Customer service is one-on-one between a salesperson and a shopper. The customer experience is the customer’s entire event of shopping in a brick-and-mortar retail store, from the moment they arrive in the parking lot all the way to the time they are back in their car.
Brick-and-mortar retailers have a big advantage over Amazon because they can raise the emotional response of their shoppers and add serendipity and engagement to get a higher average ticket.
Remember, online is about the product, and in-store is about customer service.
Don’t confuse the two.
See also, 50 Things Retail Employees Should Never Do
In Sum
With online retail growing every year, retailers with physical stores are discovering that they have let their customer service decline over the years, and as a result, the entire shopping experience for their customers has kept them from coming back.
The unique advantage brick-and-mortar retailers have is that they can control the entire customer experience within their four walls. But how do you do it? That’s the key.
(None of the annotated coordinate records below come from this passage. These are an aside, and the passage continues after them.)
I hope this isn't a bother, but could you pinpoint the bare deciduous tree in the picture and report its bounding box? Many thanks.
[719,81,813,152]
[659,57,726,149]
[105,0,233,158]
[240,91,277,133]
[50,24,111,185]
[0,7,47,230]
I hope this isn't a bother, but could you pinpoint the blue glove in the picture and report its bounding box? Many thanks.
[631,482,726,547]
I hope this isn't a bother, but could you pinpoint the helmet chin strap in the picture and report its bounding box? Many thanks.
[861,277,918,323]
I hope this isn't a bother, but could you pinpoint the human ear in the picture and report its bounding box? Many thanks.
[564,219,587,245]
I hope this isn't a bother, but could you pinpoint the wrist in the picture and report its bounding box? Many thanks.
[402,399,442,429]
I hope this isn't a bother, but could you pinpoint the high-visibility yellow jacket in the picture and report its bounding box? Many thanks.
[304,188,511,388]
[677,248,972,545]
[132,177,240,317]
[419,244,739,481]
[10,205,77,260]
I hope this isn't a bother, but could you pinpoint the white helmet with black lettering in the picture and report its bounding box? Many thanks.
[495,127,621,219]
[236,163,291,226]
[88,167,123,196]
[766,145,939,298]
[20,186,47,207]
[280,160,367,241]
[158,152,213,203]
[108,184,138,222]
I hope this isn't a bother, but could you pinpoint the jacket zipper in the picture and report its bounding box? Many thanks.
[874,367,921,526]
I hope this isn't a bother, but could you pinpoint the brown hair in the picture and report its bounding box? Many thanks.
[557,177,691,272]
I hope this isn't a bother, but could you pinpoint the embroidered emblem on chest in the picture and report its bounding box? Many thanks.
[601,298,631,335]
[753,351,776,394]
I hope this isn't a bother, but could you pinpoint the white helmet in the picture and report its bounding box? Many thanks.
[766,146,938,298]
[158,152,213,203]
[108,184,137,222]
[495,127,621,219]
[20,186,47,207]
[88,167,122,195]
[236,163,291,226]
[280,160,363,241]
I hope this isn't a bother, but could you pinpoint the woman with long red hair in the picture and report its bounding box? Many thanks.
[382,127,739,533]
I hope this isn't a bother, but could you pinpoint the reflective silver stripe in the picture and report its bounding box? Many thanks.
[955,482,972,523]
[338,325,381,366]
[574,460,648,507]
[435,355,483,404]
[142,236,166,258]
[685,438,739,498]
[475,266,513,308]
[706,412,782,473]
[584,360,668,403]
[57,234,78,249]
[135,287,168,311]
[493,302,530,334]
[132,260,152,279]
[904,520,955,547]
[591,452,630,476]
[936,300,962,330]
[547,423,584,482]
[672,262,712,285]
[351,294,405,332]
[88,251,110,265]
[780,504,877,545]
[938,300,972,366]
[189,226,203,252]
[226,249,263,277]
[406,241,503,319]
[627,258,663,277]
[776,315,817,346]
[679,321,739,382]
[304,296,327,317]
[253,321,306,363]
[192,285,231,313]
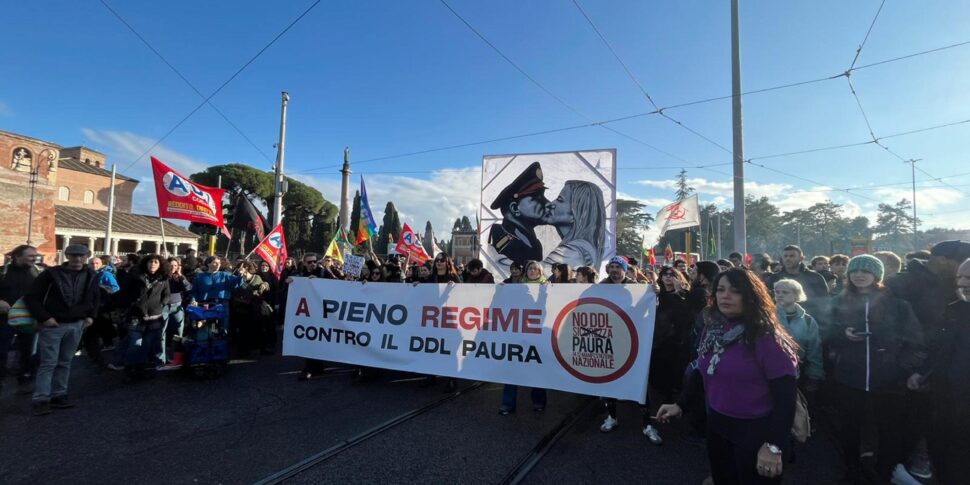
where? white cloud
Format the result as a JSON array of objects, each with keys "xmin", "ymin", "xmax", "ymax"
[
  {"xmin": 293, "ymin": 167, "xmax": 482, "ymax": 239},
  {"xmin": 635, "ymin": 178, "xmax": 792, "ymax": 197},
  {"xmin": 875, "ymin": 187, "xmax": 965, "ymax": 211},
  {"xmin": 616, "ymin": 192, "xmax": 673, "ymax": 212},
  {"xmin": 81, "ymin": 128, "xmax": 209, "ymax": 214}
]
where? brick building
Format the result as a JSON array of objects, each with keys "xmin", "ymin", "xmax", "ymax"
[
  {"xmin": 0, "ymin": 131, "xmax": 198, "ymax": 264},
  {"xmin": 451, "ymin": 231, "xmax": 479, "ymax": 264},
  {"xmin": 57, "ymin": 146, "xmax": 138, "ymax": 213},
  {"xmin": 0, "ymin": 131, "xmax": 60, "ymax": 256}
]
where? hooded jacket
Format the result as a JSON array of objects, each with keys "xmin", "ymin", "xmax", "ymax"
[
  {"xmin": 24, "ymin": 264, "xmax": 101, "ymax": 323},
  {"xmin": 829, "ymin": 289, "xmax": 926, "ymax": 392}
]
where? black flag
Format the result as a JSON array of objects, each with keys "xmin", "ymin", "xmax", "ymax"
[{"xmin": 230, "ymin": 194, "xmax": 269, "ymax": 241}]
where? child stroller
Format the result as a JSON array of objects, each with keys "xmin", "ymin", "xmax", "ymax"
[{"xmin": 181, "ymin": 304, "xmax": 229, "ymax": 379}]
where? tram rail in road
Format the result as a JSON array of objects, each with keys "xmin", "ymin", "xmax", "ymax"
[{"xmin": 255, "ymin": 382, "xmax": 485, "ymax": 485}]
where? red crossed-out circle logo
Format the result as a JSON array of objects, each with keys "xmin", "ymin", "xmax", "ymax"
[{"xmin": 552, "ymin": 298, "xmax": 639, "ymax": 384}]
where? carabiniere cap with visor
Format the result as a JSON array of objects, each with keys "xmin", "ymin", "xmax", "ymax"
[{"xmin": 490, "ymin": 162, "xmax": 546, "ymax": 210}]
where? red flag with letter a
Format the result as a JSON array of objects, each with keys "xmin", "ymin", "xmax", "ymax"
[
  {"xmin": 388, "ymin": 224, "xmax": 431, "ymax": 264},
  {"xmin": 253, "ymin": 223, "xmax": 288, "ymax": 278},
  {"xmin": 664, "ymin": 243, "xmax": 674, "ymax": 264},
  {"xmin": 152, "ymin": 157, "xmax": 232, "ymax": 239}
]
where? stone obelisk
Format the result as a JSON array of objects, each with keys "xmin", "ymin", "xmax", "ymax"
[{"xmin": 340, "ymin": 147, "xmax": 351, "ymax": 231}]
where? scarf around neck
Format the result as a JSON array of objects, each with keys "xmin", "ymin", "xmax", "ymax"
[{"xmin": 697, "ymin": 311, "xmax": 744, "ymax": 375}]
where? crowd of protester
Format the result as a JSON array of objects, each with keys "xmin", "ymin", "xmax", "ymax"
[{"xmin": 0, "ymin": 241, "xmax": 970, "ymax": 484}]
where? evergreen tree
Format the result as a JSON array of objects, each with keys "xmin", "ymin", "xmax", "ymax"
[{"xmin": 616, "ymin": 199, "xmax": 653, "ymax": 260}]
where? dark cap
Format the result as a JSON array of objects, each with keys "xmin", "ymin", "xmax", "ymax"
[
  {"xmin": 491, "ymin": 162, "xmax": 546, "ymax": 210},
  {"xmin": 64, "ymin": 244, "xmax": 91, "ymax": 256},
  {"xmin": 695, "ymin": 261, "xmax": 721, "ymax": 283},
  {"xmin": 930, "ymin": 240, "xmax": 970, "ymax": 263}
]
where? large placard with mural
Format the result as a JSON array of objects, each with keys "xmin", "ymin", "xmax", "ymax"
[
  {"xmin": 283, "ymin": 278, "xmax": 656, "ymax": 403},
  {"xmin": 479, "ymin": 149, "xmax": 616, "ymax": 279}
]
Retail customer service needs training. That propels the learner to adopt conscious processing of inputs, conscious decision-making, and conscious exercising of self-control – especially if they are on the sales floor.
And that takes a consistent focus on inspecting that associates are using what is learned, and not just getting through the learning.
I had a guy tell me last week that he kept reminding his staff what to do but to no avail. I told him, “Your job is not to constantly remind – they either don’t have the will or the skill to do it themselves.”
You can’t just learn a new language, a musical instrument, or take a retail sales training lesson and never think about it again; you’ll forget what you learned.
As you can see in the above short video from one of my keynote speeches, you don't train until they get it right once; you train until they can't get it wrong before adding another piece of training.
While many retail organizations think that retail salespeople are the only ones who need to excel at retail customer service, anyone who answers the phone, who is at a buy-online-pickup-in-store desk, a warehouse worker, or a driver—in short, anyone who serves a customer—needs to know not just a philosophy of others first, but the exact steps to deliver it again and again.
You can’t create an exceptional customer service experience unless everyone knows exactly what that looks like.